En ese marco planetario se entiende mejor que el equilibrio ambiental del planeta se mueve en unos márgenes relativamente estrechos. La pregunta de fondo es si los seres humanos somos capaces de alterar ese equilibrio, con consecuencias nefastas para el conjunto del sistema y, en última instancia, para nosotros mismos como especie. Basta mirar algunas imágenes de satélite para indicar que esa transformación global de las condiciones naturales del planeta ya ha ocurrido, especialmente a través de la enorme transformación de la cobertura del suelo: desde la introducción de la agricultura en el Neolítico hasta las deforestaciones tropicales de las últimas décadas, la alteración de la superficie terrestre que hemos realizado es de una magnitud realmente impresionante.
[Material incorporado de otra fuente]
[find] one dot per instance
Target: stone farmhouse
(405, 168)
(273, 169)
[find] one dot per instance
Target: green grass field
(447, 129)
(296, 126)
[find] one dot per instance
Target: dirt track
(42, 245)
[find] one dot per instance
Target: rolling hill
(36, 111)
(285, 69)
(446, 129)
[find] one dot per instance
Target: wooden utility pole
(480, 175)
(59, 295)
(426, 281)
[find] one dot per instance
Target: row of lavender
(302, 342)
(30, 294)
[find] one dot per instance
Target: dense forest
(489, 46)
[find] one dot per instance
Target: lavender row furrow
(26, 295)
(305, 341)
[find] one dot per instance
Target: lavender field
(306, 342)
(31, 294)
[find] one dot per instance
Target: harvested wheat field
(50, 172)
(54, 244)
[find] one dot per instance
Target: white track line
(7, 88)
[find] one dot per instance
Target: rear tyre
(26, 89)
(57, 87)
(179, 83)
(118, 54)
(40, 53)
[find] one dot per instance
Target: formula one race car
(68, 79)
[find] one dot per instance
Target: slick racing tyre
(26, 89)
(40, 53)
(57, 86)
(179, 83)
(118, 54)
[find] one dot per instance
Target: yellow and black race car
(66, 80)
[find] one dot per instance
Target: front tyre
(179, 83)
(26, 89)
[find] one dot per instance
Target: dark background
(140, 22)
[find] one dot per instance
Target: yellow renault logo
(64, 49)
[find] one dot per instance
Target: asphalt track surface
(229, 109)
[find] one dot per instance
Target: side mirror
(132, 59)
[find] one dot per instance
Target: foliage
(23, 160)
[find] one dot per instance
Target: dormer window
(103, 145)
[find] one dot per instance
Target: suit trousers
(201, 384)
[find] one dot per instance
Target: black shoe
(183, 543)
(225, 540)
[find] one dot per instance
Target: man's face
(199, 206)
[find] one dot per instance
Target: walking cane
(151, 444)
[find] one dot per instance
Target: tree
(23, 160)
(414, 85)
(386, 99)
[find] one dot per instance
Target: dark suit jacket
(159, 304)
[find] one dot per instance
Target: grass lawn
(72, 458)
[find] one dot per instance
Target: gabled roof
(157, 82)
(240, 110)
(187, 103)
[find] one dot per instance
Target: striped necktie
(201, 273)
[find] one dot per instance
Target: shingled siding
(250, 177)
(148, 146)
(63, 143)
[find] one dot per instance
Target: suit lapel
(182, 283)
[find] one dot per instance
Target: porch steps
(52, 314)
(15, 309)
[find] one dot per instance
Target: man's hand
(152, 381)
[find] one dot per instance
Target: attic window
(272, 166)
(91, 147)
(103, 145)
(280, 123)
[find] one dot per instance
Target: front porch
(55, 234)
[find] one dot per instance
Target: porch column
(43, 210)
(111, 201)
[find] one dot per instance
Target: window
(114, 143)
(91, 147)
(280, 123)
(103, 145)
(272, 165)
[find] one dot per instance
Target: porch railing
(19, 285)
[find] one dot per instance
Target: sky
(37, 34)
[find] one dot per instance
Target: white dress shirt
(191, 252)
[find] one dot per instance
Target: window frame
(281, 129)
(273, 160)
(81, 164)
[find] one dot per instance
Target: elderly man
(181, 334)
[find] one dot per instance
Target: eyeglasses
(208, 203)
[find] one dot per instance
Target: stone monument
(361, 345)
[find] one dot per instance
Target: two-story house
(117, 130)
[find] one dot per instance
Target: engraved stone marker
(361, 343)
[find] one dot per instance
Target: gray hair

Se calcula que más del 50% de los bosques naturales del mundo se han transformado en pastizales o cultivos, de modo particularmente acelerado en las últimas décadas, donde se ha concentrado en bosques tropicales. El cambio de bosques a cultivos supone una transformación del balance de CO2 en la atmósfera, una alteración del ciclo hidrológico (pues las plantas interceptan, retienen y transpiran agua), una modificación de las características de los suelos (erosión, pérdida de materia orgánica), y una pérdida de biodiversidad (los bosques son «santuarios de la vida»). La transformación forestal – agrícola pueden verse en múltiples lugares del planeta, pero resulta especialmente nítido en las últimas décadas en los países tropicales.
Las estimaciones más confiables realizadas a partir de imágenes de satélite nos indican que casi 10 millones de hectáreas se deforestan anualmente en todo el planeta, una superficie equivalente a Portugal. Los últimos informes de la FAO indican que el ritmo es ahora más lento que hace unas décadas, aunque siguen en la misma dirección (una información más detallada a partir de último inventario de recursos forestales mundiales puede consultarse en la página web de la FAO: http://www.fao.org/forestry/fra/es/).
Otros impactos humanos sobre el medio ambiente hacen referencia al deterioro de los océanos, a la minería y las construcciones de ciudades e infraestructuras de transporte. Estos últimos son más localizados espacialmente, pero tienen mayor permanencia en el tiempo, ya que suponen transformaciones casi irreversibles de las condiciones naturales . Todos estos datos nos indican que efectivamente el ser humano está alterando el fino equilibrio ecológico y las condiciones de nuestro planeta.